The rapid advancement of artificial intelligence (AI) technology has significantly impacted the financial services industry in recent years, with AI products leading to increased productivity and efficiency in banking institutions. While AI offers numerous benefits such as error reduction and data processing capabilities, it also poses unique risks and challenges that highlight the need for a robust AI governance framework in banking institutions. Anil Sood, leading the AI Governance practice at EY Canada, emphasizes the importance of establishing effective governance practices to manage these risks effectively.
Banks face external risks when implementing AI applications, including regulatory risks related to global regulations, local regulations, and international standards. The EU AI Act and various state legislation in the U.S. have set standards for the appropriate use of AI, while organizations like the OECD provide guidelines for best practices. Additionally, banks must address adversarial threats such as cybersecurity issues and potential risks associated with third-party AI solution providers impacting the security of AI applications. Misuse, perceived bias, or breaches in data privacy in AI systems can also lead to reputational damage for banks, especially for customer-facing applications.
Establishing a centralized AI governance framework is crucial for effectively managing the diverse risks associated with AI, including data risk, model risk, and cybersecurity risk. Without cohesive guidelines and alignment across control functions, the effectiveness of AI governance may be compromised, leading to potential errors or liabilities being overlooked. The broad distribution of AI governance responsibilities across various departments can create ambiguity regarding accountability for negative outcomes, hindering the decision-making and rectification process.

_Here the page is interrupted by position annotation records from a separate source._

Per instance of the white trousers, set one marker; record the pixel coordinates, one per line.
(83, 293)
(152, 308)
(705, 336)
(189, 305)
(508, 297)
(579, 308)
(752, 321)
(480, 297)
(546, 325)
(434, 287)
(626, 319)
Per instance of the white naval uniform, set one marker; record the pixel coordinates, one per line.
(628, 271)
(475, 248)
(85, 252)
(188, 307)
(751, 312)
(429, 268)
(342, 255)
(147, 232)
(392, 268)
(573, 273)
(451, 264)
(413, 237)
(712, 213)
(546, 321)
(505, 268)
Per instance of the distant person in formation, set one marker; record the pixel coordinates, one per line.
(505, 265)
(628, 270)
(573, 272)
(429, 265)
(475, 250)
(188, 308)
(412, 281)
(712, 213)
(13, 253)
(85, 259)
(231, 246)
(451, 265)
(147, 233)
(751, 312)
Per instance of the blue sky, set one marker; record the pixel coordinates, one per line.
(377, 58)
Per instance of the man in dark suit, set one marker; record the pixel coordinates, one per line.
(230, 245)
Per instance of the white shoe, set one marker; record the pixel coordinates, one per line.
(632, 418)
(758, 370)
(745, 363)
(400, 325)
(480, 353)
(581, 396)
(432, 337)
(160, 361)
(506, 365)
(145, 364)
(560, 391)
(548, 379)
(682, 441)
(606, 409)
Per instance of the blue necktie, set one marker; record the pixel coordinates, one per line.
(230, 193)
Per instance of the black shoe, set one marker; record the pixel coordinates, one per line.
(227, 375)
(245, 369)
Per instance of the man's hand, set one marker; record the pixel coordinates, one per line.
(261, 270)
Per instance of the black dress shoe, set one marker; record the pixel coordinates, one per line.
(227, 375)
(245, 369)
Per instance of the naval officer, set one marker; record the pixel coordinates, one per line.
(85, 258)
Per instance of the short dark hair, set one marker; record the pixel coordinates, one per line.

The increasing complexity of AI models, especially with the introduction of large language models (LLMs), presents new governance challenges for banking institutions. Chatbots and deep learning models deployed in credit adjudication processes require transparency, accountability, and explainability to ensure compliance with regulations and detect potential biases. The lack of explainability in AI decision-making processes can hinder banks from providing necessary information to clients, potentially leading to legal complications or discriminatory practices.
In conclusion, as AI continues to be embraced by banking institutions, the establishment of a robust AI governance framework is essential for effectively managing risks, ensuring compliance, and maintaining trust with clients. The evolving landscape of AI risk underscores the need for comprehensive governance practices and centralized frameworks to mitigate disparities and enhance transparency and accountability. An effective AI governance framework not only protects institutions from external risks but also fosters a reputation as a trustworthy and innovative financial service provider in the digital era.